• 自動音場補正システムが内蔵で、オートキャリブレーションができる高性能モニタースピーカー、iLoud MTMを試してみた

以前からずっと気になりつつ試したことがなかった機材をようやく使うことができました。それはIK Multimediaが出すモニタースピーカー、iLoud MTM。結構多くのレコーディングエンジニアさんがいいと言っていたり、知り合いの作曲家さんなどが導入して使っているので、どうなんだろう……と思っていたのです。店頭で実物を見たり音を聴いたことはあったのですが、スピーカーの音って、自分の慣れた作業環境で聴いてみないことには、ホントにいいのかよくわからないのが正直なところなので、自宅で試してみたかったのです。

これに興味を持っていた最大のポイントはiLoud MTMには自動音場補正システムが内蔵されていて、これを使うことで自動でキャリブレーションができるという点。こうしたキャリブレーション機能を持つモニタースピーカーとしてはGenelecのスピーカーやNeumannのKH80 DSPなどがありますが、やはり結構価格的に高価なので、戸惑うのも事実。それに対し、iLoud MTMはもう少し手ごろな価格であり、スピーカー本体にキャリブレーション用のマイクというが付属しているのも嬉しいところ。先に結論から言ってしまうと、物凄い威力を持った超高性能モニタースピーカーであることを実感できました。実際どんなモニタースピーカーで、どうやって使うものなのか、紹介してみましょう。

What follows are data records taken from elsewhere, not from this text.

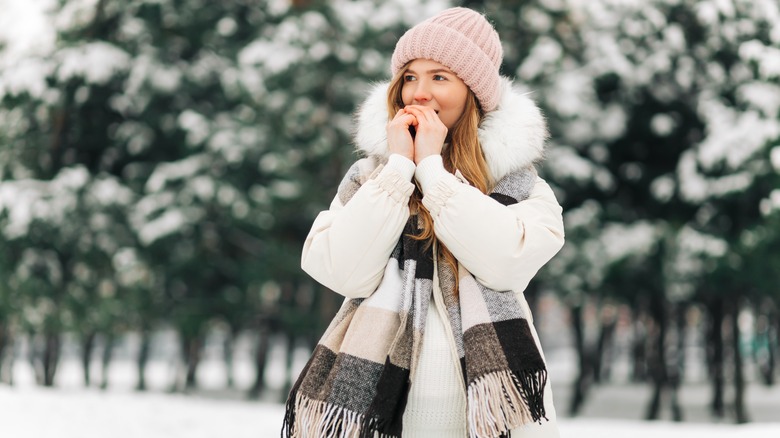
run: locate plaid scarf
[282,159,547,438]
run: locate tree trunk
[41,333,62,387]
[253,324,274,400]
[222,327,236,389]
[182,336,203,391]
[100,334,115,389]
[569,305,592,417]
[593,314,617,383]
[0,322,11,382]
[135,329,152,391]
[669,304,687,421]
[81,331,97,388]
[708,297,725,418]
[631,309,647,383]
[731,298,750,424]
[645,295,669,420]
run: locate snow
[0,386,780,438]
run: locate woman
[282,8,564,438]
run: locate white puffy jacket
[301,80,564,438]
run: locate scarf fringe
[282,394,399,438]
[468,369,547,437]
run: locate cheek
[401,86,414,105]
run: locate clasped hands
[387,105,447,165]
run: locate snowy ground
[0,385,780,438]
[0,334,780,438]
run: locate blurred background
[0,0,780,432]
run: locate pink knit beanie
[391,8,503,112]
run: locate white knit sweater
[403,294,560,438]
[301,77,564,438]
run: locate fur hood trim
[355,77,548,181]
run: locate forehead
[408,58,452,73]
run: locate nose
[412,80,432,103]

キャリブレーション機能をもったIK Multimedia iLoud MTMを試してみた

モニタースピーカーをどう選べばいいかって、とっても難しいですよね。オーディオインターフェイスやMIDIキーボードなどは、ある程度スペックなどから絞り込んでいくことができますが、モニタースピーカーって、基本的には入ってきたオーディオ信号を音にして出すだけですから、機能としてはどれも同じ。とはいえ、出てくる音はそれぞれ違いがあるので、やはり「いい音」のモニタースピーカーが欲しいところですが、そもそも何をもって「いい音」なのか、という定義もハッキリありません。となると、誰かが「いい音だ」と言っていたということから判断するか、自分で聴いて判断するしかないのが難しいところ。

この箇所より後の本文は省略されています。